Definition: A protective put is a long option that investors use as a hedging strategy against a potential decline in the price of the underlying asset. With a protective put, the option holder buys protection against a decrease in the market value of the underlying asset.
What Does Protective Put Mean?
What is the definition of protective put? In this strategy, investors are bullish on an underlying asset they already own, but they want to set a price floor to hedge against short-term losses.
On the other hand, with a protective put, investors have unlimited upside potential, whereas the worst-case scenario is that the stock price drops to $0, which is highly unlikely during the lifetime of the put option. The only shortcoming of protective puts is that investors have to pay a premium for the long put option, which raises the total cost of the underlying asset.
Let’s look at an example.
On May 12, Lili owns 200 shares of a pharmaceutical company that trade at $165. The company is about to release its second quarter financial results. Lily has inside information that the results won’t be as good as in the first quarter. Therefore, she decides to buy a protective put to put insurance against the possibility of the market price declining due to second quarter results. She buys the protective put at a strike price of $80 and a premium of $300 – $3 per share as each option contract covers 100 shares.
If the market price drops to $65, Lily will realize a loss of 200 shares x ($80 – $65) = $3,000. Yet, Lily loses only the premium of $300 because she has set a price floor against a decline in the market value of the shares.
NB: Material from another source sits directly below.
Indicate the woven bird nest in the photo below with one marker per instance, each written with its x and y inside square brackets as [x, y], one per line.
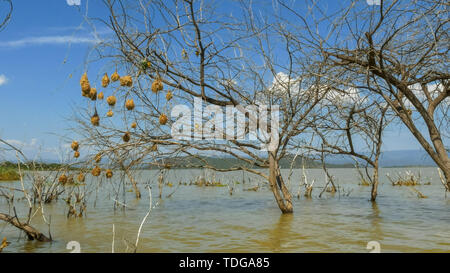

If the market price rises to $100, Lily will realize a gain of 200 shares x ($100 – $80) = $4,000. From this $4,000 Lily should deduct the premium of the put. Therefore, Lily’s gain is $4,000 – $300 = $3,700.
In fact, the protective put strategy limits the potential losses to the premium of $300 and leaves room for an unlimited upside potential.
Define Protective Put: A protective put is an investment strategy where investors purchase options to protect their investments from a decrease in value.